2. Name the (often taboo) issues that contribute to the impasse. Some progress has been made on this front, with people from all sides of the political debate saying that entitlement programs must be revamped. But in the impasse stage, it's easy to mistake agreement on a topic that requires our collective attention with a clear understanding of what people feel is genuinely at issue, and a consensus about what to do. In my work for several years in Flint, Mich., for instance, people at first said the need for jobs was foremost on their minds. But when given the opportunity to dig deeper, people said they feared the community was losing its children due to poor parenting and a lack of community support. They also said they were afraid to come out from their homes because of crime and mistrust, and that the community was not taking responsibility for moving itself forward. These were the underlying issues people wanted to address.

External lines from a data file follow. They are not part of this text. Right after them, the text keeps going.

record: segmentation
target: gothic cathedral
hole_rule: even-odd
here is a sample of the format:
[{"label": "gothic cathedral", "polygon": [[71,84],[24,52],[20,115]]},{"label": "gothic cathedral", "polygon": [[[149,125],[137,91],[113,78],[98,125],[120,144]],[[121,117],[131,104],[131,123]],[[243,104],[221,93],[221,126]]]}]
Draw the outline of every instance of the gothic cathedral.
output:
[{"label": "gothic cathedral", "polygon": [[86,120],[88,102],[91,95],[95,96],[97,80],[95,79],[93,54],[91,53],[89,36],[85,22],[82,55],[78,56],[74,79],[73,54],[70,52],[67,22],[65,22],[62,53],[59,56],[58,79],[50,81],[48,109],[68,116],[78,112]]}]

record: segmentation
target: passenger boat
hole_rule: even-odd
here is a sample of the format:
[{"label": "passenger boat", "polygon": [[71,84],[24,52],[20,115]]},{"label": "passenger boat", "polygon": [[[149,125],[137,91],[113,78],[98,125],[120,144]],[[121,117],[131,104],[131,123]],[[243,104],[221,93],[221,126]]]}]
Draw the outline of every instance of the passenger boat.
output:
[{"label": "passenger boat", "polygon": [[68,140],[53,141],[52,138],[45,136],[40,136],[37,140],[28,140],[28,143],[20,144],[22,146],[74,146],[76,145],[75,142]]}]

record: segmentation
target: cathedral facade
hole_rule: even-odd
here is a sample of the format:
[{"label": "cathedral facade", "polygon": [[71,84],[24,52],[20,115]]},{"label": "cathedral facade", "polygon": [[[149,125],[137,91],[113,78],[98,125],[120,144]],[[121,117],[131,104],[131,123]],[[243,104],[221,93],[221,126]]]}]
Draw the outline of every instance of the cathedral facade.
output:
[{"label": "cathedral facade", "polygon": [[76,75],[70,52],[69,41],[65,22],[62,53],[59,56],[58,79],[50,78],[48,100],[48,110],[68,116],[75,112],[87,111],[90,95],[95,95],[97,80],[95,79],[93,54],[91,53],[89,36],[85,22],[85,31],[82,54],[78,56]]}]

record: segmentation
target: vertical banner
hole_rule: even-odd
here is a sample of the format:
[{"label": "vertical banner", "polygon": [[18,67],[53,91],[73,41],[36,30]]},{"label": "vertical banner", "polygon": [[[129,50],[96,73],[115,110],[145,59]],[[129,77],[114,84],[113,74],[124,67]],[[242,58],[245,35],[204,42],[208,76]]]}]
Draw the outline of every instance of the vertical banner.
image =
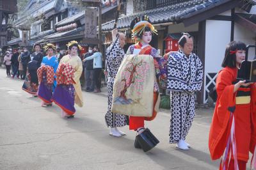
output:
[{"label": "vertical banner", "polygon": [[85,10],[84,38],[97,38],[97,8]]}]

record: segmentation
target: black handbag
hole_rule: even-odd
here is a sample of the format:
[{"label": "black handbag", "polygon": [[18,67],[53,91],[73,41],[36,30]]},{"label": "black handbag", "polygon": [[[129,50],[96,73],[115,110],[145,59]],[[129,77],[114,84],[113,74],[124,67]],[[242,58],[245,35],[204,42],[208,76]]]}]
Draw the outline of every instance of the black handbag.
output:
[{"label": "black handbag", "polygon": [[143,132],[136,135],[134,147],[136,148],[142,148],[146,152],[155,147],[159,143],[159,141],[147,128]]}]

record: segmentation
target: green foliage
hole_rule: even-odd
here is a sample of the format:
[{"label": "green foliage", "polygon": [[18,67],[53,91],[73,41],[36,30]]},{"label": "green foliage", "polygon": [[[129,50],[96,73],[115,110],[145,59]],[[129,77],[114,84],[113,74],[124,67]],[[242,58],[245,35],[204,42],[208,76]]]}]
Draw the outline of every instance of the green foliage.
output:
[{"label": "green foliage", "polygon": [[17,1],[18,12],[20,12],[26,6],[29,0],[19,0]]}]

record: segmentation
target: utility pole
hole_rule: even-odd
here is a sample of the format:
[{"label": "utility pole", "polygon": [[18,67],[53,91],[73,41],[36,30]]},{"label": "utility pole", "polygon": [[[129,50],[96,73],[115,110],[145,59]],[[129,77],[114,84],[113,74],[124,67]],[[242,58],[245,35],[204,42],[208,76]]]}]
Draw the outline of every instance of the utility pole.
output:
[{"label": "utility pole", "polygon": [[102,28],[101,28],[101,24],[102,24],[102,17],[101,17],[101,8],[102,4],[101,2],[99,3],[99,48],[101,52],[102,51]]}]

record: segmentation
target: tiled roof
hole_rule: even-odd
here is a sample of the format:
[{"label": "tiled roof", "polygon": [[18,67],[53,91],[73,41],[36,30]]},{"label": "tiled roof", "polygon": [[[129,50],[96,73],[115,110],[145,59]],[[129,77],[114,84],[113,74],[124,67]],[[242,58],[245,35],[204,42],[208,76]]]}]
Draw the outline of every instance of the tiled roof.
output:
[{"label": "tiled roof", "polygon": [[49,36],[45,36],[45,40],[49,40],[49,39],[53,39],[53,38],[60,38],[60,37],[65,37],[70,35],[76,35],[79,34],[81,31],[83,31],[84,30],[84,27],[77,27],[76,29],[74,29],[73,30],[65,31],[65,32],[59,32],[56,33],[55,34],[51,35]]},{"label": "tiled roof", "polygon": [[45,0],[36,1],[36,0],[31,0],[24,10],[24,13],[20,15],[15,21],[15,24],[20,24],[23,22],[27,15],[35,17],[41,13],[53,9],[55,7],[55,4],[58,0]]},{"label": "tiled roof", "polygon": [[[116,7],[117,7],[117,5],[113,5],[113,6],[106,6],[105,8],[103,8],[102,10],[102,14],[104,14]],[[75,22],[76,21],[78,20],[81,19],[84,19],[84,11],[82,11],[73,16],[67,17],[67,18],[60,21],[56,24],[55,24],[55,26],[56,27],[63,26],[65,25],[67,25],[68,24]]]},{"label": "tiled roof", "polygon": [[256,15],[241,13],[237,13],[236,14],[239,16],[241,16],[242,17],[246,19],[246,20],[254,24],[256,24]]},{"label": "tiled roof", "polygon": [[3,46],[8,46],[8,45],[15,45],[15,44],[18,44],[19,42],[21,42],[21,38],[18,38],[16,39],[13,39],[11,41],[7,42],[6,44],[4,44]]},{"label": "tiled roof", "polygon": [[[129,27],[131,20],[137,15],[147,15],[154,24],[179,22],[216,6],[221,5],[232,0],[191,0],[165,7],[144,11],[129,16],[124,16],[118,19],[117,28]],[[102,24],[102,31],[111,30],[114,26],[114,20]]]},{"label": "tiled roof", "polygon": [[36,35],[31,36],[31,39],[35,40],[35,39],[42,38],[44,38],[44,36],[49,35],[54,33],[54,31],[53,29],[47,30],[47,31],[40,33],[39,34],[37,34]]},{"label": "tiled roof", "polygon": [[80,19],[83,18],[84,17],[84,11],[79,12],[73,16],[71,16],[71,17],[67,17],[63,20],[61,20],[61,21],[60,21],[59,22],[56,24],[55,26],[56,27],[60,27],[62,26],[65,26],[65,25],[74,22],[75,21],[77,21],[78,20],[79,20]]}]

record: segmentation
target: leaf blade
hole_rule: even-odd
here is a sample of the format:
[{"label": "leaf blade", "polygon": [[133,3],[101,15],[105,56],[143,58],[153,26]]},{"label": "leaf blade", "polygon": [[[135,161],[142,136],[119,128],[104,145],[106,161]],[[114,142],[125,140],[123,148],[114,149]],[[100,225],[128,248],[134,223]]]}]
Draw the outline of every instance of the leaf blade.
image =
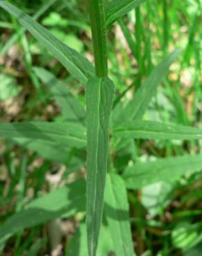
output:
[{"label": "leaf blade", "polygon": [[34,199],[1,226],[1,237],[49,221],[64,214],[68,217],[84,211],[85,188],[84,181],[80,180]]},{"label": "leaf blade", "polygon": [[61,146],[82,148],[86,145],[85,129],[72,123],[25,122],[0,124],[0,137],[27,138]]},{"label": "leaf blade", "polygon": [[38,77],[46,84],[53,96],[61,107],[68,121],[85,124],[86,113],[79,100],[69,91],[62,82],[44,68],[35,67]]},{"label": "leaf blade", "polygon": [[0,1],[0,6],[17,18],[64,65],[71,75],[82,84],[85,84],[88,78],[94,75],[94,68],[87,59],[63,44],[29,15],[4,1]]},{"label": "leaf blade", "polygon": [[134,255],[127,190],[124,181],[118,175],[107,176],[104,199],[104,213],[116,254]]},{"label": "leaf blade", "polygon": [[89,251],[91,255],[95,254],[102,217],[113,95],[113,84],[109,78],[95,77],[89,80],[86,85],[86,224]]},{"label": "leaf blade", "polygon": [[128,12],[147,0],[113,0],[107,6],[106,19],[108,28]]},{"label": "leaf blade", "polygon": [[114,129],[114,136],[125,138],[196,140],[202,129],[152,121],[131,121]]},{"label": "leaf blade", "polygon": [[156,91],[157,86],[166,75],[170,65],[181,53],[181,49],[177,48],[165,59],[164,59],[148,78],[143,83],[135,93],[134,98],[129,102],[124,109],[114,120],[113,125],[122,123],[129,120],[141,119],[147,107]]},{"label": "leaf blade", "polygon": [[196,172],[201,170],[201,155],[169,157],[128,167],[123,179],[128,188],[137,189],[158,181],[174,180],[191,170]]}]

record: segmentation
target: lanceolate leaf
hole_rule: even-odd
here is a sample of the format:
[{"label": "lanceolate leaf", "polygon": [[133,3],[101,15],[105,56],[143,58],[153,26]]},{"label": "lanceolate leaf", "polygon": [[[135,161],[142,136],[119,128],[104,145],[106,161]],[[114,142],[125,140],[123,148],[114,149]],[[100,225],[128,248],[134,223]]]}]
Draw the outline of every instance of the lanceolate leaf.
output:
[{"label": "lanceolate leaf", "polygon": [[202,155],[169,157],[128,167],[123,178],[128,188],[173,180],[188,172],[202,170]]},{"label": "lanceolate leaf", "polygon": [[112,0],[107,6],[106,19],[109,28],[114,22],[146,0]]},{"label": "lanceolate leaf", "polygon": [[67,120],[84,125],[86,118],[84,108],[69,91],[66,84],[44,68],[34,68],[34,71],[42,81],[47,85]]},{"label": "lanceolate leaf", "polygon": [[37,153],[40,156],[57,163],[66,164],[71,152],[71,148],[67,145],[58,145],[54,142],[44,141],[42,139],[33,140],[28,138],[17,137],[12,139],[8,137],[8,139],[13,142],[15,145],[19,145],[24,148],[30,149]]},{"label": "lanceolate leaf", "polygon": [[135,93],[133,100],[130,100],[123,111],[118,115],[114,126],[131,119],[141,119],[147,107],[156,91],[156,88],[163,78],[165,77],[169,67],[181,53],[176,49],[162,61],[152,72],[149,77],[140,86]]},{"label": "lanceolate leaf", "polygon": [[116,255],[134,255],[127,190],[124,181],[118,175],[107,175],[104,199],[104,213]]},{"label": "lanceolate leaf", "polygon": [[0,124],[0,137],[39,140],[44,143],[78,148],[85,147],[85,129],[72,123],[28,122]]},{"label": "lanceolate leaf", "polygon": [[86,58],[58,40],[30,16],[6,1],[0,1],[0,6],[14,16],[65,66],[73,77],[85,84],[88,78],[94,75],[94,68]]},{"label": "lanceolate leaf", "polygon": [[[113,252],[112,241],[108,226],[103,224],[100,228],[100,236],[96,256],[109,255]],[[86,228],[85,223],[81,223],[77,231],[71,239],[68,246],[67,246],[65,256],[87,256],[88,246],[86,244]],[[79,245],[79,246],[78,246]]]},{"label": "lanceolate leaf", "polygon": [[80,180],[33,200],[1,225],[0,237],[32,228],[64,214],[67,217],[84,211],[85,188],[84,181]]},{"label": "lanceolate leaf", "polygon": [[113,95],[113,84],[107,77],[93,77],[87,83],[86,223],[92,256],[95,255],[102,221]]},{"label": "lanceolate leaf", "polygon": [[202,139],[202,129],[152,121],[131,121],[115,128],[113,136],[125,138]]}]

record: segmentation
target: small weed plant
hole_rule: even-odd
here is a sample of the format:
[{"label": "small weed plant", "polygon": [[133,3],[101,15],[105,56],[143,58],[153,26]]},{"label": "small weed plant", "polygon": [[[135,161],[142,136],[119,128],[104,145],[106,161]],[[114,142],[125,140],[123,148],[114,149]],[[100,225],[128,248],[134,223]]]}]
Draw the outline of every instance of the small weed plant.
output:
[{"label": "small weed plant", "polygon": [[[164,57],[155,67],[148,68],[145,75],[140,42],[143,24],[140,6],[147,1],[104,2],[104,0],[89,0],[86,3],[93,65],[82,54],[59,41],[34,18],[7,1],[0,1],[1,8],[24,27],[20,28],[21,31],[28,30],[64,66],[70,76],[82,84],[86,95],[85,107],[51,71],[35,66],[31,71],[33,77],[37,77],[50,87],[61,107],[65,121],[1,123],[0,136],[37,152],[45,158],[67,166],[70,163],[69,156],[73,156],[78,166],[86,167],[86,179],[75,179],[73,183],[33,199],[9,217],[0,229],[2,241],[8,240],[25,228],[61,216],[69,217],[84,212],[86,222],[81,221],[80,233],[76,232],[71,243],[74,254],[67,252],[67,255],[107,255],[103,251],[100,253],[102,243],[105,243],[108,252],[113,252],[113,255],[135,255],[134,244],[138,241],[134,241],[132,238],[129,204],[132,194],[136,198],[138,195],[134,193],[140,192],[147,185],[172,182],[190,171],[196,173],[202,169],[202,156],[199,154],[171,154],[146,161],[140,161],[138,157],[137,149],[141,140],[196,142],[202,139],[200,129],[183,125],[185,123],[175,125],[145,118],[146,111],[156,95],[158,85],[163,82],[167,83],[165,77],[169,68],[181,53],[180,48],[176,48],[167,53],[169,35],[166,6],[163,39]],[[135,39],[122,19],[131,10],[135,10],[136,19]],[[138,66],[137,86],[125,86],[121,93],[114,85],[115,75],[110,75],[113,62],[108,52],[108,44],[110,44],[108,35],[117,22]],[[126,95],[131,91],[132,97],[128,99]],[[122,161],[123,152],[129,152],[130,158]],[[86,156],[86,162],[84,156]],[[135,210],[138,209],[140,206],[136,204]],[[140,224],[139,227],[141,228]],[[76,237],[83,241],[77,244]],[[82,246],[87,249],[82,249]],[[77,250],[79,250],[77,246],[80,247],[80,253]]]}]

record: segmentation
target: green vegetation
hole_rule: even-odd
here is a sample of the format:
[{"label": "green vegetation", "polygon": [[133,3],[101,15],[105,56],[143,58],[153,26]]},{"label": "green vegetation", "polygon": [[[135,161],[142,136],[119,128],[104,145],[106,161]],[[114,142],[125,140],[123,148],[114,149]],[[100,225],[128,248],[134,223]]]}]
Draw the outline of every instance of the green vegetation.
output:
[{"label": "green vegetation", "polygon": [[201,0],[0,7],[0,254],[201,255]]}]

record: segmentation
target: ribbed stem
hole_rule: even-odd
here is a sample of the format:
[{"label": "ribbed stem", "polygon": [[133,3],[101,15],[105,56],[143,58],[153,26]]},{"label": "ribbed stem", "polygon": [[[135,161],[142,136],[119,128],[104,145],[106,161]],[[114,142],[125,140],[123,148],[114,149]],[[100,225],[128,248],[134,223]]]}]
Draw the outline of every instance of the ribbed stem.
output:
[{"label": "ribbed stem", "polygon": [[96,75],[108,75],[107,30],[103,0],[89,0]]}]

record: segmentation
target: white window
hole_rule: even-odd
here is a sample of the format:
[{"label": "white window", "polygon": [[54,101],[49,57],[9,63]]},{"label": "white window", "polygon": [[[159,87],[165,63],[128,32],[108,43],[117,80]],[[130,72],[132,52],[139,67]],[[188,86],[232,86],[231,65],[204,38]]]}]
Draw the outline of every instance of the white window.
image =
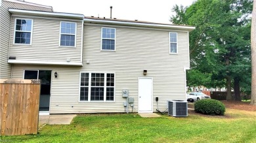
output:
[{"label": "white window", "polygon": [[14,43],[31,44],[32,27],[32,20],[16,19]]},{"label": "white window", "polygon": [[102,28],[101,34],[101,50],[116,50],[116,29]]},{"label": "white window", "polygon": [[75,46],[76,23],[60,22],[60,46]]},{"label": "white window", "polygon": [[178,53],[177,33],[170,32],[170,53]]},{"label": "white window", "polygon": [[81,73],[80,101],[114,101],[115,74]]}]

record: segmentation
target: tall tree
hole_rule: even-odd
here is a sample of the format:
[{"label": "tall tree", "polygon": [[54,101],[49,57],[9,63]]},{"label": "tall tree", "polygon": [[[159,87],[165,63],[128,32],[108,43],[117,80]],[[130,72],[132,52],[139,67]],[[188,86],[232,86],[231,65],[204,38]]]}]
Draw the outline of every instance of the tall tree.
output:
[{"label": "tall tree", "polygon": [[249,75],[250,68],[241,67],[251,65],[249,38],[243,31],[249,31],[251,4],[252,0],[198,0],[188,8],[176,5],[173,8],[177,14],[171,18],[171,22],[196,27],[190,34],[192,70],[211,76],[211,84],[203,86],[225,81],[228,100],[233,98],[232,81],[236,78],[238,87],[244,80],[240,71]]},{"label": "tall tree", "polygon": [[253,1],[251,15],[251,104],[256,105],[256,0]]}]

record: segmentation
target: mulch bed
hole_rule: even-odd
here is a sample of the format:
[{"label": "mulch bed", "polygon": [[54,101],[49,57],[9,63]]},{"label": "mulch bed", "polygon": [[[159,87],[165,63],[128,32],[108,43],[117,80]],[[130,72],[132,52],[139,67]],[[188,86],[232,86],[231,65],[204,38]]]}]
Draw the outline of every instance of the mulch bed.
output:
[{"label": "mulch bed", "polygon": [[256,106],[251,105],[249,103],[238,101],[221,101],[221,102],[225,105],[226,108],[228,108],[247,111],[256,111]]}]

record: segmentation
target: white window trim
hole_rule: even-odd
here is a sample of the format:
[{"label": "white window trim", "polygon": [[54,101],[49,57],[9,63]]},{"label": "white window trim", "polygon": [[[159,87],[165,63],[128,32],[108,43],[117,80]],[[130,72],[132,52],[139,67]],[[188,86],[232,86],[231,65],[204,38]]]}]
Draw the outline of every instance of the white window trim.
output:
[{"label": "white window trim", "polygon": [[[88,101],[80,101],[81,94],[81,73],[89,73],[89,85],[88,85]],[[104,101],[91,101],[91,74],[104,74]],[[116,102],[116,72],[80,72],[79,75],[79,103],[115,103]],[[106,101],[106,74],[114,74],[114,101]]]},{"label": "white window trim", "polygon": [[[171,33],[176,33],[177,35],[177,41],[176,42],[171,42]],[[171,43],[176,43],[177,44],[177,50],[176,53],[171,52]],[[169,54],[178,54],[178,33],[177,32],[169,32]]]},{"label": "white window trim", "polygon": [[[102,38],[102,35],[103,35],[103,28],[106,28],[106,29],[115,29],[115,38],[114,39],[106,39],[106,38]],[[112,28],[112,27],[101,27],[101,34],[100,34],[100,51],[108,51],[108,52],[116,52],[116,28]],[[115,50],[102,50],[102,40],[103,39],[106,39],[106,40],[115,40]]]},{"label": "white window trim", "polygon": [[[15,37],[16,37],[16,32],[29,32],[26,31],[20,31],[20,30],[16,30],[16,23],[17,20],[31,20],[31,31],[30,31],[30,44],[22,44],[22,43],[15,43]],[[15,45],[32,45],[32,37],[33,37],[33,20],[32,19],[26,19],[26,18],[15,18],[14,21],[14,33],[13,33],[13,44]]]},{"label": "white window trim", "polygon": [[[68,34],[68,33],[61,33],[61,23],[65,22],[65,23],[70,23],[70,24],[75,24],[75,34]],[[60,37],[58,39],[58,46],[59,47],[72,47],[72,48],[75,48],[76,47],[76,34],[77,34],[77,24],[76,22],[60,22]],[[75,35],[75,45],[74,46],[60,46],[60,38],[61,35]]]}]

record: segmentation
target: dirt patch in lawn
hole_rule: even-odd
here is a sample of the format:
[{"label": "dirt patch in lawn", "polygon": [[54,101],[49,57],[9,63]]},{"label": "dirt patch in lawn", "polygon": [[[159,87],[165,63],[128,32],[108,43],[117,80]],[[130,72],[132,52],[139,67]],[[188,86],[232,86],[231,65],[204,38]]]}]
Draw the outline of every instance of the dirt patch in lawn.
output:
[{"label": "dirt patch in lawn", "polygon": [[238,101],[221,101],[221,102],[225,105],[226,108],[242,110],[246,111],[256,111],[256,106],[251,105],[249,103],[242,102]]}]

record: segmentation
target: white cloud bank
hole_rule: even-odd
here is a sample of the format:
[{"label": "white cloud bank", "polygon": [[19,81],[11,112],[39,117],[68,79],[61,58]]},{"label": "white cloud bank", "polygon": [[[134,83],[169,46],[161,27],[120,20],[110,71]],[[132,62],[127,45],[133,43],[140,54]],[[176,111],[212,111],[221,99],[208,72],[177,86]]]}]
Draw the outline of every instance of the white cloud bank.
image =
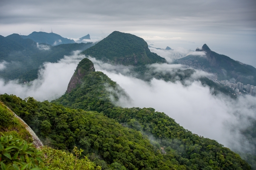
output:
[{"label": "white cloud bank", "polygon": [[6,65],[8,63],[5,61],[0,62],[0,71],[4,70],[6,68]]},{"label": "white cloud bank", "polygon": [[151,52],[156,53],[157,55],[166,59],[167,62],[172,62],[174,60],[185,57],[191,51],[179,47],[173,50],[166,50],[156,49],[153,48],[148,48]]},{"label": "white cloud bank", "polygon": [[34,97],[38,101],[51,101],[60,97],[67,85],[77,65],[84,57],[76,51],[70,56],[64,56],[57,63],[46,62],[38,72],[38,78],[26,84],[17,80],[5,83],[0,79],[0,94],[16,95],[21,98]]},{"label": "white cloud bank", "polygon": [[[5,84],[0,80],[0,93],[13,94],[23,99],[32,96],[41,101],[59,97],[67,90],[78,63],[85,57],[78,55],[79,52],[65,56],[57,63],[44,63],[38,79],[29,84],[19,84],[17,81]],[[216,140],[225,146],[244,150],[254,149],[242,138],[240,130],[250,125],[249,119],[256,119],[256,108],[252,106],[256,103],[256,97],[247,96],[234,100],[221,95],[214,96],[211,94],[211,89],[197,81],[186,86],[178,81],[173,83],[154,79],[146,82],[131,76],[131,67],[113,66],[90,59],[96,71],[116,82],[131,96],[132,102],[120,101],[121,106],[153,108],[165,113],[192,133]],[[180,66],[157,65],[149,67],[171,71]],[[204,74],[196,71],[192,76]]]}]

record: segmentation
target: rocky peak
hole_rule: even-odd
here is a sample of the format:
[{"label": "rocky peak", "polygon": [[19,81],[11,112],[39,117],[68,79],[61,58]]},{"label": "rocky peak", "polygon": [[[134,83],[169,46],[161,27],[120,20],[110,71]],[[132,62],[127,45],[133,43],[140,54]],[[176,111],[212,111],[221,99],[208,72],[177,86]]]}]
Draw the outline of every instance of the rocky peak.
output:
[{"label": "rocky peak", "polygon": [[196,51],[208,52],[208,51],[211,51],[211,49],[210,49],[209,47],[208,47],[207,46],[207,45],[206,45],[206,44],[204,44],[204,45],[203,45],[203,46],[201,48],[200,48],[198,47],[196,48],[196,49],[195,50]]},{"label": "rocky peak", "polygon": [[95,71],[93,63],[87,58],[84,58],[80,61],[75,73],[68,84],[67,92],[70,93],[72,89],[76,88],[78,84],[81,84],[83,77],[89,73]]}]

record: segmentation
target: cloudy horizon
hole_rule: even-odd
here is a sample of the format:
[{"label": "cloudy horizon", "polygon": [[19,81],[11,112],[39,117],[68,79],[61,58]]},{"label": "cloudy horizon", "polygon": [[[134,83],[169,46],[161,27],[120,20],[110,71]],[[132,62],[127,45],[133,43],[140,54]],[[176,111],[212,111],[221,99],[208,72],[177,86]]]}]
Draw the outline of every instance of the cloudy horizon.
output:
[{"label": "cloudy horizon", "polygon": [[154,47],[213,51],[256,67],[256,2],[161,0],[0,2],[0,35],[34,31],[102,40],[114,31],[142,37]]}]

3. Find actions that set a new direction and build confidence. Time and again the president and some Congressional leaders have sought a "grand bargain" on budget issues only for it to fall apart in the eleventh hour; perhaps another try will yield different results. But the fact is that moving through the impasse stage (to the next stage, called "Catalytic") will not come from any single action. Positive movement is, instead, the result of a collection of actions over time that demonstrate there is a new path to take and that grows renewed trust, relationships and confidence.
The impasse stage offers a golden opportunity for our leaders to put the country on a better path. (Much of the action needed to do this will come from our local communities, but today I am focusing on our national leaders.) But this can happen only if our leaders have the courage and will to embrace where we are and its implications. Otherwise, the landscape will be littered with false starts, broken promises and dashed expectations. We can't afford much more of that.